That said, Songz’s last few LPs have seemed to lack the spark that defined his earlier outings. Some might say that Songz’s 2011 release Passion Pain & Pleasure was where it started, and that Chapter V last year continued the lapse. TRIGGA, Songz’s newest album, is arguably the closest he’s ever come to replicating the sound that he started out with. At the same time, it dares to present some newer sounds than we’re used to from Trigga Trey.

The primary issue that PPP and Chapter V suffered from was monotony – the songs and content were consistent, but too many tracks sounded too similar to one another. In the beginning, TRIGGA seems to fall prey to this same dilemma. Look no further than the three-combo of “Disrespectful,” “Dead Wrong,” and “All We Do.” The three songs all but run into each other and damn near could be strung together into one individual track, save for the feature appearances of Mila J on “Disrespectful” and Ty Dolla $ign on “Dead Wrong,” respectively. That takes away from “All We Do,” one of the album’s clear stand-out cuts. TRIGGA’s lead singles, “NaNa” and “Foreign,” also sound like twins. It’s only the West Coast, built-by-The-Featherstones-but-sounds-like-DJ-Mustard “Touchin’ Lovin” and intro track “Cake” that break up the monotony. Thankfully, the album’s second half more than makes up for the slightly dragging feel of the beginning.

“Touchin’ Lovin’” is just one of the places where Songz experiments; armed with a blistering verse from Nicki Minaj and a catchy beat, there’s no excuse why it shouldn’t be TRIGGA’s next single. Actually, it should have been the next single instead of “Foreign,” but it’s too late for that now. On “Change Your Mind,” Songz employs a smooth beat from Da Internz that sounds lifted up from the 90s R&B vaults. And if you cop TRIGGA’s deluxe edition, “Love Around the World’s” upbeat and grown-and-sexy club feel will definitely stay with you after the album ends. In short, switching up the usual pays off big for him.
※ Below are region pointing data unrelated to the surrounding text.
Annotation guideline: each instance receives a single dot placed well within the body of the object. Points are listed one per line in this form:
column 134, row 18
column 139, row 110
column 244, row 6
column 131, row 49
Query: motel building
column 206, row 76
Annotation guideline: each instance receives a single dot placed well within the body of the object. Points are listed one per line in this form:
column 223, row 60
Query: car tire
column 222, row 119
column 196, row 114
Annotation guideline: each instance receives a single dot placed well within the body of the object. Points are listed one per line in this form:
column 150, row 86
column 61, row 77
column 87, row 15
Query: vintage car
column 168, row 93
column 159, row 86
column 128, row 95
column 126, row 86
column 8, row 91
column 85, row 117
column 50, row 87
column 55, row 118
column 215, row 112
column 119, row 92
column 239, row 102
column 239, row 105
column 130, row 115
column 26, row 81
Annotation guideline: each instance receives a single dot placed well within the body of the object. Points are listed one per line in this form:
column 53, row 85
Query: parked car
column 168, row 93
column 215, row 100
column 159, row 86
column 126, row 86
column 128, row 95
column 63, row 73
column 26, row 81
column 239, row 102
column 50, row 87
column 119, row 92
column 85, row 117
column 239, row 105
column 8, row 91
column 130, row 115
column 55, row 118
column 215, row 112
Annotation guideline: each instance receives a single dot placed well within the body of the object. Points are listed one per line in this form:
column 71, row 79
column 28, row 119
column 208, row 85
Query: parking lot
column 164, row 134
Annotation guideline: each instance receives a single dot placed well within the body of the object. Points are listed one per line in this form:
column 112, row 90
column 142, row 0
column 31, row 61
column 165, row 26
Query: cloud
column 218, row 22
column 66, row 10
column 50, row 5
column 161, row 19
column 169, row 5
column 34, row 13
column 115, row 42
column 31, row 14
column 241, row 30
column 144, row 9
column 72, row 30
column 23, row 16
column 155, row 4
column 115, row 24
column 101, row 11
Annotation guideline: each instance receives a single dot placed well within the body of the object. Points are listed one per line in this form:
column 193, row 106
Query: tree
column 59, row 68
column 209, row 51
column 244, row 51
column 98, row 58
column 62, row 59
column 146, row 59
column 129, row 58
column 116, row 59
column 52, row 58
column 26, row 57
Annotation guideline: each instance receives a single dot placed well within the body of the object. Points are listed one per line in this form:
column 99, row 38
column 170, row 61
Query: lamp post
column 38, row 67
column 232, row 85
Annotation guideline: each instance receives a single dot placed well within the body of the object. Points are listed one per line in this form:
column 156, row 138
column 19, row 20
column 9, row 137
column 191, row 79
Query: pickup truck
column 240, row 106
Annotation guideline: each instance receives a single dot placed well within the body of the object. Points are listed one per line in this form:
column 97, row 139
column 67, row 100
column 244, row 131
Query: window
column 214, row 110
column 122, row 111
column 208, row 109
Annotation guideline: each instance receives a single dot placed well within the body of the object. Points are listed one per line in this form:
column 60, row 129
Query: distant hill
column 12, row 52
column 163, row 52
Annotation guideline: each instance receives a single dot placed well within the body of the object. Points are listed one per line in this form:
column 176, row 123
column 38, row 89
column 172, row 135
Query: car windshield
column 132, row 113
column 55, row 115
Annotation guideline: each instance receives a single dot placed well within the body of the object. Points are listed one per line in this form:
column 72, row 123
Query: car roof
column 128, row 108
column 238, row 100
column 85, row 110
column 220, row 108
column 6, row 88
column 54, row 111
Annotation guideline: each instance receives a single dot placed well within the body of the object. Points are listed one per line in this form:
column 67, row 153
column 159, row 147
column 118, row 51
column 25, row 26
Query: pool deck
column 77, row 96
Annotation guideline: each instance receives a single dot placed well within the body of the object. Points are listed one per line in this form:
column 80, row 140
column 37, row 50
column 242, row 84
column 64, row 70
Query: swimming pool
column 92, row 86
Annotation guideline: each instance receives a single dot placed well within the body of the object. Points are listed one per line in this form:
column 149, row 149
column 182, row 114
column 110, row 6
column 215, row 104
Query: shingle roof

But the real value in TRIGGA lies in Songz returning to the storytelling style that made his Ready and Trey Day LPs so enjoyable. The typical Trey tropes of sex, betrayal, drama, the party life, more sex, more drama, and a flirtation with love are present but there’s more meat to them on TRIGGA. “Disrespectful” is all but a homage to Ginuwine – right down to how Trey sings on the track and its hook: “You can call my phone at fo’ in the mornin/ Or you can rush right over whenever I want it” – and Mila J shines on the song, as well. “Y.A.S.” (which is not a BeyHive Roll Call but, rather, an acronym for “You Ain’t Shit”) is spiteful and lamenting, with Trey accepting that his trifling ways have cost him a good woman. Ah, and the Mike WiLL Made It-produced “Late Night,” featuring none other than the Our Father of All Things Ratchet himself Juicy J, will fit in right alongside Drake’s “Trophies” on your “I’ll regret having this much fun tonight night in the morning” playlists.

TRIGGA doesn’t threaten Trey’s formula. Rather, it suggests that he might need to tweak it just a bit. The attempts at a different sound on the LP show that Songz realizes this, too. Nonetheless, it’s Songz’s most complete release of his three so far this decade, and it’s more than worth taking for a spin.